I think the original idea was to have the date of manufacture, in a form that was easily understood, not coded for the manufacturers information only. Then they took it one stage further, to show the approximate shelf-life of the product. This has now come to mean the exact shelf-life - by many people it is supposed to spontaneously become poisonous on that precise date, not a day earlier or a day later.

trisher Sun 27-Jan-19 11:04:53

I had some spinach and ricotta canelloni yesterday that should have been eaten on Thursday and I'm still here! Greggs have shops in the poorer areas of Newcastle that sell 'seconds' and reduced items.

glammanana Sun 27-Jan-19 10:12:16

Such a good idea Elegran its a scheme which should be operating in every City it will surely help the homeless and those people who find themselves in a position where they are struggling to make ends meet.
My DD gets off the bus from work and always goes into her local Tescos some of the reductions she buys are well worth having even down to ready meals which she freezes on the day she purchases for later in the week,she also does this for sliced bread which she uses for toast at breakfast time for the boys never has anyone had upset tummies.

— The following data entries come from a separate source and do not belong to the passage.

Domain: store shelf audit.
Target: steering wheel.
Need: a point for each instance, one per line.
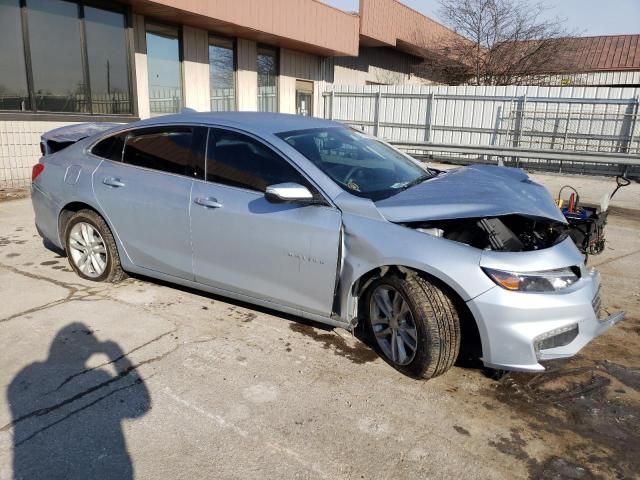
(349, 174)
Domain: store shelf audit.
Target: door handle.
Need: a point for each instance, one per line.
(208, 202)
(113, 182)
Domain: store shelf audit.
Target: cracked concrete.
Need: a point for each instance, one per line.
(146, 380)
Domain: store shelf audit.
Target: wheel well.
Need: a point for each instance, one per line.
(471, 345)
(67, 212)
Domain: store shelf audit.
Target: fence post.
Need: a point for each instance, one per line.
(331, 102)
(432, 101)
(634, 122)
(517, 134)
(376, 128)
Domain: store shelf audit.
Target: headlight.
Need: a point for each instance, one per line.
(543, 281)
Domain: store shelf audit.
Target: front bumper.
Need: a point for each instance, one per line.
(510, 323)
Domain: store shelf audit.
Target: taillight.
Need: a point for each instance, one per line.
(38, 168)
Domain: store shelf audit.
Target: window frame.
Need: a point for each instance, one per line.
(33, 112)
(129, 132)
(315, 188)
(276, 54)
(179, 33)
(212, 37)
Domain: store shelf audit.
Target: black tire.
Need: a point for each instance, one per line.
(113, 272)
(436, 322)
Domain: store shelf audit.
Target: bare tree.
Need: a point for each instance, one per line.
(503, 42)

Marydoll Sat 26-Jan-19 20:07:57

I still have that mindset Elegran, the result of being brought up in poverty.
My mother struggled daily to feed us, due to my father being unable to work, through chronic illness.

Elegran Sat 26-Jan-19 20:03:44

Neither have I, EllanVannin, not even way back as a child in the 1940's well before the introduction of fridges and date stamps on food. My mother stored food safely and used it sensibly. Rationing meant that throwing away usable basics would have meant having even less to cook with so she paid attention to where she bought perishables, how she kept them and how she cooked them.

BradfordLass72 Sat 26-Jan-19 19:57:56

"cut pre-packaged loaves, into a huge wheeled bin"

I hope that's just for the convenience of transporting it to Salvation Army and Baptist/Methodst etc charities who feed the homeless, to Women's Refuges and the many other deserving places who do sterling work with the needy. If not, I hope you will all bombard your supermarkets with this suggestion.
We have very strict food guidelines here and cafes/restaurants who have food left at the end of the day are not allowed to even give it away but supermarkets are - and do, to the above charities.

EllanVannin Sat 26-Jan-19 19:52:13

Well said NanaMacGeek.

Can I just ( boast ) here and say that I've never had food poisoning throughout my life nor has anything made me sick.
I value my gut and what goes into it.